If that were the case, ProtonMail and ProtonVPN would be subjected to Swiss telecommunications surveillance laws that would significantly undermine its business focused on privacy, security and strong encryption.

PTSS, which acts as a coordinator between Swiss police, prosecutors or spy agencies looking to obtain user information from tech companies, is yet to comment on the court’s decision.

The laws in question, that PTSS in September 2020 decided apply to tech companies as well, strip them of their right to what’s described as limited surveillance obligations.

PTSS said Proton and others would have to monitor email traffic, retain data and make it available, but the Swiss Federal Administrative Court on Friday agreed with Proton’s appeal and ruled that the company is not a telecommunications provider and for that reason cannot be forced to comply with relevant data retention rules.

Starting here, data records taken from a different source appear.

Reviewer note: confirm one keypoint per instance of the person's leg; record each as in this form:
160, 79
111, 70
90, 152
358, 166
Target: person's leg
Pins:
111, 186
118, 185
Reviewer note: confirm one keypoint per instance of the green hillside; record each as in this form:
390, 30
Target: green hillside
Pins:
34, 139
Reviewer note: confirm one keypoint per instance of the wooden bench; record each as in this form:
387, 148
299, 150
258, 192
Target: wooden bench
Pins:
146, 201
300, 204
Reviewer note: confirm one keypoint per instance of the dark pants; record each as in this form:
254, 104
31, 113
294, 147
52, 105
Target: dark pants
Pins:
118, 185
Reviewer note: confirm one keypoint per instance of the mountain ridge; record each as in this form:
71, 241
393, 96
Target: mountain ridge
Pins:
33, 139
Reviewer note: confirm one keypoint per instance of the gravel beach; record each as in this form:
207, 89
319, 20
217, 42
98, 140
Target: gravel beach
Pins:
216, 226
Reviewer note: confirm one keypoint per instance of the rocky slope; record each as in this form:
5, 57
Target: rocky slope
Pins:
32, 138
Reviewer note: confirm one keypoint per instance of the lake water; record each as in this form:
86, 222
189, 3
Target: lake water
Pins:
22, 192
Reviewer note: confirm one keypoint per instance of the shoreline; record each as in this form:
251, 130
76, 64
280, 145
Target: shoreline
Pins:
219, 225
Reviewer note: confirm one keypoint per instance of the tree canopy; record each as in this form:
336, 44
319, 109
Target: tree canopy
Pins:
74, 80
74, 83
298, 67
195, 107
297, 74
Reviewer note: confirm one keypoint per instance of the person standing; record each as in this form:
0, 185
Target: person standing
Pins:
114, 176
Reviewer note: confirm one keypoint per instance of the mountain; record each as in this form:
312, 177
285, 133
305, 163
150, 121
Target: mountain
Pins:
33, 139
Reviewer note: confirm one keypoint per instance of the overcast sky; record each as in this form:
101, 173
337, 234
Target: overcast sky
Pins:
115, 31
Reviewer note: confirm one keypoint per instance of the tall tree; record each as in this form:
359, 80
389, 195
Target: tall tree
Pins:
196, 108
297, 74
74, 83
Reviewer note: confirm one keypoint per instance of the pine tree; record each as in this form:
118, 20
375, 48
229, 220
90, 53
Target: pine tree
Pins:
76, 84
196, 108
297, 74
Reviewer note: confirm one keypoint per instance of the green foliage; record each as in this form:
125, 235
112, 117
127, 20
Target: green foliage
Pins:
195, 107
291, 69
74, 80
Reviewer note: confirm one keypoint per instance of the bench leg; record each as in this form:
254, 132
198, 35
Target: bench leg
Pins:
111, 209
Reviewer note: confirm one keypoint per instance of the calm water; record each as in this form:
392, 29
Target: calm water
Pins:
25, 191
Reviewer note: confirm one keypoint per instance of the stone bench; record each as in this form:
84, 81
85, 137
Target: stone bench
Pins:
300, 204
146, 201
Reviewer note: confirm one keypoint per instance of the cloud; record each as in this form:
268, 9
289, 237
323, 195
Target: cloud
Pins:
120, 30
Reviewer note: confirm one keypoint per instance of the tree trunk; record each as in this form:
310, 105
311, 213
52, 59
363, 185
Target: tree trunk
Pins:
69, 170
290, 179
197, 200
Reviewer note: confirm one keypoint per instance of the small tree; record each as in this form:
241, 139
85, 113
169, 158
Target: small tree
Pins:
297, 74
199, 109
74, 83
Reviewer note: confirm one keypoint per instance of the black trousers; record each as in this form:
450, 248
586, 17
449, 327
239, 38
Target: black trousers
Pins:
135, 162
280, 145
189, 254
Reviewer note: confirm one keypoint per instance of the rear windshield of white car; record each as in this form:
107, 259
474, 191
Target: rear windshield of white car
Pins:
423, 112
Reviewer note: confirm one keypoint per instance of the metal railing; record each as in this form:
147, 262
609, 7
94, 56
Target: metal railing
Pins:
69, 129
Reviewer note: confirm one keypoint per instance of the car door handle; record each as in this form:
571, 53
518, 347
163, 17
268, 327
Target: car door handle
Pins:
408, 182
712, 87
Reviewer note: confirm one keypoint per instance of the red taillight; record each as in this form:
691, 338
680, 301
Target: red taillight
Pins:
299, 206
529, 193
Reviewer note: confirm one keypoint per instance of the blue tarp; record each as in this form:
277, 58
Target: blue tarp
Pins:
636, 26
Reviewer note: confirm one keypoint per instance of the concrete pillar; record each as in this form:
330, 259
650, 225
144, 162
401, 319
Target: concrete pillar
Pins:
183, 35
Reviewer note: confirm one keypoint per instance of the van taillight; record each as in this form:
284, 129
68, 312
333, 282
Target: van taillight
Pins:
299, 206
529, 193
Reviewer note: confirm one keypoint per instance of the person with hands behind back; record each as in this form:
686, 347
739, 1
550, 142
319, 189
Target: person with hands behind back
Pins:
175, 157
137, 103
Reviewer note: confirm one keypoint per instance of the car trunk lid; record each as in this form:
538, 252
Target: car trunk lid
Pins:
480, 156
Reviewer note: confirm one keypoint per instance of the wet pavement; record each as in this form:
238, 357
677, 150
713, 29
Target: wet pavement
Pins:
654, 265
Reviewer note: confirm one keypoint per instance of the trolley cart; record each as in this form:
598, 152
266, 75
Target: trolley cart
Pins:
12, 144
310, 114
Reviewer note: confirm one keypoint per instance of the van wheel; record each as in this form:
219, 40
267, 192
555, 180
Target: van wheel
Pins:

In April, the Swiss Supreme Court said that chat, messaging, internet video and phone providers also don’t fall into the telecommunications category but are OTT (“over-the-top”) providers, Reuters writes.

Proton hailed both rulings as a victory for privacy in the country and for its tech startups. CEO Any Yen said the most recent ruling was important as the first step, but that the company was expecting more pressure to coerce tech firms to “undermine privacy in both Switzerland and abroad.”

He pledged that Proton will fight back both by legal means, and thanks to the end-to-end encryption technology used in its products.

Proton was recently criticized for giving the Swiss police the IP address of a user in France, who is said to be “a climate activist” and who was later detained in that country.

In a recent blog post, Proton said the company chose Switzerland as its base because it is a country with strong privacy laws, but that it’s system is not perfect, and that turning over the IP address was a legal obligation.

Proton also clarified that while ProtonVPN keeps no IP logs at all, but that, “as an email service, ProtonMail has different legal obligations and different technical and security requirements (for example, we must prevent spam and block attacks).”